Teoría económica de la corrupción

De acuerdo con el calendario de efemérides de la ONU, mañana se celebra en todo el mundo el Día internacional de la lucha contra la corrupción, con la finalidad de aumentar la sensibilización ciudadana sobre el asunto, así como del papel que puede desempeñar la Convención de las Naciones Unidas contra la Corrupción para combatirla y prevenirla. Así lo dice ese tratado en su Preambulo:

Para las Naciones Unidas, esta Convención es la culminación de una labor que se inició hace muchos años, cuando la palabra “corrupción” apenas se pronunciaba en los círculos oficiales. Fue necesario hacer esfuerzos sistemáticos —primero de carácter técnico y luego, gradualmente, político— para llevar la lucha contra la corrupción a la agenda mundial.

Análisis técnico

La corrupción puede verse como un mercado donde un comprador privado ofrece un precio (soborno) a un vendedor (funcionario o autoridad pública). Ambos se comportan de manera racional buscando maximizar su beneficio en un punto de equilibrio, que tenga en cuenta todos los factores en juego. Puede hablarse de un comportamiento corrupto óptimo y la ciencia económica ha construido toda una rama dedicada a su estudio: la economía de la corrupción.

A principios de esta década, asistí a los cursos que integraban el doctorado sobre Aspectos jurídicos y económicos de la corrupción, de la Universidad de Salamanca, hoy incluido en el Master en Buen Gobierno. Allí conviví durante varios meses con brillantes académicos de variadas áreas de conocimiento y con una veintena de prometedores doctorandos latinoamericanos.

Durante los primeros meses, el profesor Fernando Rodríguez nos explicó, entre complejas gráficas y fórmulas, la Teoría Económica de la Corrupción. Recuerdo que me resultaba muy extraño modelizar este fenómeno con una una distancia propia de asuntos menos apasionados. Hablábamos del funcionario corrupto o del punto de equilibrio estable que maximiza el soborno, con una naturalidad científica pasmosa, cual si fuese termodinámica.

De sus apuntes, que he recuperado estos días de tanto escándalo, quiero recordar la modelización económica de este tipo de comportamientos. Una primera conclusión es que, con carácter general puede decirse que el funcionario no tendrá incentivos para llevar a cabo el comportamiento corrupto cuando el coste marginal supere la máxima disponibilidad a pagar por la mercancía considerada.

Por ejemplo: el coste marginal de cada acto corrupto puede ser expresado con la siguiente ecuación:

C* = Pe + Ci + S?

… al soborno Pe, que percibe el funcionario corrupto, hay que añadir la insatisfacción que produce el comportamiento corrupto por motivos éticos o morales, lo que incrementará el coste marginal en una cuantía que denotaremos Ci y que consideremos constante.

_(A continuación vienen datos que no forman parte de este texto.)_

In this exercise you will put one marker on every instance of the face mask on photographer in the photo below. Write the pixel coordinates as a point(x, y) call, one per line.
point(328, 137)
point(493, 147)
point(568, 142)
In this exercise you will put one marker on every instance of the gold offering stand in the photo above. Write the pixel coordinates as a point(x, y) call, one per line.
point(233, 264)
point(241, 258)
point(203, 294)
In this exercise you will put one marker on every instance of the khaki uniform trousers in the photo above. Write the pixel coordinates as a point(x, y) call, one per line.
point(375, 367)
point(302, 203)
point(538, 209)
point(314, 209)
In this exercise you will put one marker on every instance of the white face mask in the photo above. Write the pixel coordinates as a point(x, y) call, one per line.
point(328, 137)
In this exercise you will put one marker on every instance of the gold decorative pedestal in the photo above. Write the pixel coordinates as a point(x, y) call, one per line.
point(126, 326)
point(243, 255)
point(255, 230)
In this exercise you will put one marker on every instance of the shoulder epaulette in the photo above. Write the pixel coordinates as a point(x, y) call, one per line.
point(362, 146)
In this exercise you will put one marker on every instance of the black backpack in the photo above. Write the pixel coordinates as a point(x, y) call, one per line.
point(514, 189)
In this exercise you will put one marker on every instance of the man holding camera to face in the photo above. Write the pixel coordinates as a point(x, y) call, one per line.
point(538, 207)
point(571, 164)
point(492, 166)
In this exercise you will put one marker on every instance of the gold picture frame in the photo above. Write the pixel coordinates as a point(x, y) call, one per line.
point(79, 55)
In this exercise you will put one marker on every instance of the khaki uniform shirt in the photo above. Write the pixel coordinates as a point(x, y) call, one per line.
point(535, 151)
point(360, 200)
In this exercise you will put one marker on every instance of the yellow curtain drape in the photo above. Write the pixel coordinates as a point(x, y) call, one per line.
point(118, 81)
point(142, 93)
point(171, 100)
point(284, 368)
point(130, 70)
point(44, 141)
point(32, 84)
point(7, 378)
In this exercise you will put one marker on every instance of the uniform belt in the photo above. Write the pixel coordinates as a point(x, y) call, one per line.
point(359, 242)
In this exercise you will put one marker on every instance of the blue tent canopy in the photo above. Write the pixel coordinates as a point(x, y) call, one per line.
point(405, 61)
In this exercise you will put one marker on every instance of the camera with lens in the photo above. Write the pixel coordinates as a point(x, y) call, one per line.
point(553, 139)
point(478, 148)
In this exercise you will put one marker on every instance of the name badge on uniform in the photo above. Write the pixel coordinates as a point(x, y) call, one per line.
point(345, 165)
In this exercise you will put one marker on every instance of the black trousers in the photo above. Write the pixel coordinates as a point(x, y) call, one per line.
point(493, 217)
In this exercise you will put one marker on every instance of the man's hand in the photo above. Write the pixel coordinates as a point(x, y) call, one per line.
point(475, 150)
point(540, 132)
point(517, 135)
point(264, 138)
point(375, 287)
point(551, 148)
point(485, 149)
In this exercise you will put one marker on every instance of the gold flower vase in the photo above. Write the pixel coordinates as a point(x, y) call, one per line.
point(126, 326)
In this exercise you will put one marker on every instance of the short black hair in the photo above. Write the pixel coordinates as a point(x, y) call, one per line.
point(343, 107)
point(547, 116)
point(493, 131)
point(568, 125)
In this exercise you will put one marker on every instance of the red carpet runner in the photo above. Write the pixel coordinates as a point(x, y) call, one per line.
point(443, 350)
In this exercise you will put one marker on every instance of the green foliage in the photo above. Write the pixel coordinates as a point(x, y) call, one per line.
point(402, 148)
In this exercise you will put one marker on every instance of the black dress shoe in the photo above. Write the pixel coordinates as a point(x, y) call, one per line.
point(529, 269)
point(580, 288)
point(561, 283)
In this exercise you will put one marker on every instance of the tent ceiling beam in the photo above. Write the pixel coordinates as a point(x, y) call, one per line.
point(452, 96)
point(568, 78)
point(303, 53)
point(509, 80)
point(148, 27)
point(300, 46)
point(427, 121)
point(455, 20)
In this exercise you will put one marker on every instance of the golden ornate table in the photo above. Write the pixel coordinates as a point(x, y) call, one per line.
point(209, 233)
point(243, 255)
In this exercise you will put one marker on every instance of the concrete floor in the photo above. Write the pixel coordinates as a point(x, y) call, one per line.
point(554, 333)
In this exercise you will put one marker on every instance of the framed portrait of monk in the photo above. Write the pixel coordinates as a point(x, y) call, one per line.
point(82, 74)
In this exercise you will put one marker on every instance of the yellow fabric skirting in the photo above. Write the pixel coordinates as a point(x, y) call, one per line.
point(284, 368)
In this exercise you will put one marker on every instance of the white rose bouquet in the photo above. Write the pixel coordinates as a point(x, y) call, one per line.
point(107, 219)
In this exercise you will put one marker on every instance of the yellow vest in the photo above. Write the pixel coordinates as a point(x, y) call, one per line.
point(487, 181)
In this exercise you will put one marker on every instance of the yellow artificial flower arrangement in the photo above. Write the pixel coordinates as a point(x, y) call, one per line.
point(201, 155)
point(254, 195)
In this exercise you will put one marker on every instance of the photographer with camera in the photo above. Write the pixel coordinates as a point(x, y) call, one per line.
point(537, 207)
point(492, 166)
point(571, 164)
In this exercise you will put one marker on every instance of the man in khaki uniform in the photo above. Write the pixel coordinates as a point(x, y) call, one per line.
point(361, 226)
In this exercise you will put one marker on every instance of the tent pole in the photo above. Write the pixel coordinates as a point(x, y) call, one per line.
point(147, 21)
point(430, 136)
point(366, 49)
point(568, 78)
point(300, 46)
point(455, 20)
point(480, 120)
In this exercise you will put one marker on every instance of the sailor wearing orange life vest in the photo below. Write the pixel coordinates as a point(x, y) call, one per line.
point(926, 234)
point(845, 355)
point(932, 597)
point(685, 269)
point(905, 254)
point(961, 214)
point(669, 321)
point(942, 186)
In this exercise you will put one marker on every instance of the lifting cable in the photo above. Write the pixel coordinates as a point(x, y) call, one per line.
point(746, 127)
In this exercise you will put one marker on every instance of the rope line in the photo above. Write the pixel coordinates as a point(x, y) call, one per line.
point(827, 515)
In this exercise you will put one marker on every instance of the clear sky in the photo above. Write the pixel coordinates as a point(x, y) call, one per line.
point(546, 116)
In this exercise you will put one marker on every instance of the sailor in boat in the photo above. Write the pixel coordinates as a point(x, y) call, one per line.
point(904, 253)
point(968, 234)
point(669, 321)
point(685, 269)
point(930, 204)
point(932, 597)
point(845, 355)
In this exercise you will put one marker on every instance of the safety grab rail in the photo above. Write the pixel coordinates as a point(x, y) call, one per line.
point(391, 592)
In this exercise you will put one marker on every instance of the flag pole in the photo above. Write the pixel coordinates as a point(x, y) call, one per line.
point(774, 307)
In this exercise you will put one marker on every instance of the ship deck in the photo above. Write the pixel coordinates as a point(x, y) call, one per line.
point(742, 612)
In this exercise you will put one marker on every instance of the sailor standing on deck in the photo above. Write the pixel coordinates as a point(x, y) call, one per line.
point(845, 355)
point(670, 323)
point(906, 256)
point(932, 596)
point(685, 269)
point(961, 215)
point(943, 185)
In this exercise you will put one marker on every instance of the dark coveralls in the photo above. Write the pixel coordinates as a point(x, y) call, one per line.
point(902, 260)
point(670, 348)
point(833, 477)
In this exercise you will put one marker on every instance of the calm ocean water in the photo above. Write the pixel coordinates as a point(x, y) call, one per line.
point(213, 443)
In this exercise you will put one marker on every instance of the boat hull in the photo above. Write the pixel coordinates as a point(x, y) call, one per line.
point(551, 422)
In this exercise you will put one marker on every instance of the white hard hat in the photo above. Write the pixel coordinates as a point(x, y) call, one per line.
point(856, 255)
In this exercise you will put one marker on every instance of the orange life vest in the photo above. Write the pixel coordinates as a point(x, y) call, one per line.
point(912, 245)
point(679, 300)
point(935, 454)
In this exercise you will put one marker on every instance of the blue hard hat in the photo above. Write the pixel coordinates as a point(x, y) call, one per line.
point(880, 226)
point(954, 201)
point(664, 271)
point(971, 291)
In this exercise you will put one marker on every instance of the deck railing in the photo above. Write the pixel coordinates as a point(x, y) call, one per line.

Por otra parte, el efecto sancionador marginal se mide por la sanción S con probabilidad ?

Desgraciadamente, debemos admitir que este tipo de análisis está asumido por el subconsciente de la ciudadanía. En la Latinoamérica, es habitual que la elección entre dos candidatos parezca una disyuntiva entre uno que “roba, pero hace” y otro que “es honrado, pero poco eficiente“. Es el homo económicus en estado puro. Si habla con un taxista sobre el asunto, no dude que le hará un planteamiento similar, de análisis coste -beneficio, sin haber estudiado a Samuelson.

Este enfoque económico de aspectos sociológicos o políticos me recuerdan otro, formalizado en los años 60, por Niskanen que elaboró todo un modelo de comportamiento burocrático, que hoy forma parte (no sin críticas) de cualquier programa de la asignatura Hacienda Pública. Niskanen partía de que la conducta del director de una agencia busca la maximización de su utilidad, según una función que depende de variables tales como el salario, las ventajas del puesto, la reputación pública, el poder, el output de la agencia y la facilidad para dirigir y hacer cambios en ella. Todas estas variables son funciones crecientes del presupuesto correspondiente. Así, el autor concluye que el burócrata busca la maximización del presupuesto.